For 90 minutes in Philadelphia, the Haitians were back home.
Outside Lincoln Financial Field, vendors sold griot and patties from food trucks as Creole floated through the humid afternoon air. Families arrived draped in blue and red flags. Children who had never lived in Haiti knew every word of “La Dessalinienne,” the national anthem.
The team ultimately lost to Brazil, but the result felt almost irrelevant.
For a country that has endured political violence, earthquakes and humanitarian crises, simply returning to the World Cup had become a celebration of survival. Many of those in the stands had traveled not from Port-au-Prince, but from Brooklyn, Miami, Boston and Montreal. They brought with them two houses: one that they had left behind and one that they had built in the United States of America.
The expanded 48-team World Cup not only introduced new soccer nations but also reunited immigrant communities across North America. Each match has become a kind of family reunion, with flags that have been stored away for years reappearing.
Dallas, home to one of the largest and most active West African populations in the United States, welcomed the Ivory Coast team with the Abidjan Farot Welcome Party on the eve of the round of 16. «My son has never been to Abidjan or anywhere else in Ivory Coast. So I brought him here so he could feel part of the nation. We are incredibly proud of our team for connecting us in this World Cup,» said N’Guessan, who flew in from Atlanta with his four-year-old son and frantically waved a «Welcome to Dallas» sign as the likes of Amad Diallo and Yan Diamonde happily posed for selfies and signed autographs.
Tanya Marie surprised her mother, Chilemb Munung, with World Cup tickets to watch the Democratic Republic of Congo play Portugal at Houston Stadium. «To go there and represent my country to be seen. It was just… I can’t even express to myself what I felt there, but it was like, oh my God,» Chilemb said after the match.
For ninety minutes, football dissolved the distance between where these communities came from and where they live now.
But some supporters never made it to the stadiums.

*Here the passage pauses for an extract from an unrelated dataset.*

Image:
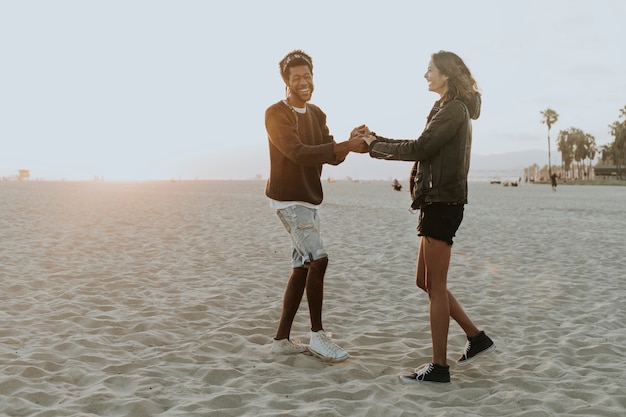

Many fans were denied visas, while teams and officials from countries such as Iran and Iraq faced entry complications. Iran spent much of the tournament preparing across the border in Tijuana before crossing on match days due to complications entering and staying in the United States. Omar Artan, a referee from Somalia, was sent home from Miami Airport before the World Cup started, while Iraqi player Aymen Hussein was detained and interrogated for nearly seven hours by US Customs and Border Protection at Chicago O’Hare International Airport.
On June 25, the US Supreme Court allowed the Trump administration to move forward with ending temporary protected status for Haiti and Syria, opening the door to the loss of legal protections for thousands of people. Introduced by Congress in 1990, the program has allowed people from countries experiencing war, political instability or natural disasters to remain in the United States.
For many Haitian supporters, the timing could hardly have been worse.
Days after their country stood shoulder to shoulder with Brazil, families who had lived in the United States for years faced new uncertainty.
“The injustice of the justice system affects more than 375,000 Haitians and 6,000 Syrians who have lived in the United States for the past 3, 5, 10, 15 years. They are the people who have come here seeking safety and protection from the extreme conditions that have long plagued Haiti since the 2010 earthquake that killed more than 250,000 people and completely destroyed the country. chaos,” said Guerline Jozef, executive director of the Haitian Bridge Alliance.
While the June 30 U.S. Supreme Court order blocking President Donald Trump’s attempt to end the birthright rights of children born illegally or temporarily to people in the United States provided reassurance to U.S.-born children, it did nothing to eliminate the uncertainty Haitian parents face about the possible loss of temporary protected status.
This World Cup has given the diaspora a rare public stage to celebrate where it comes from. Now many within those same communities are forced to defend their place in the land where they built new lives.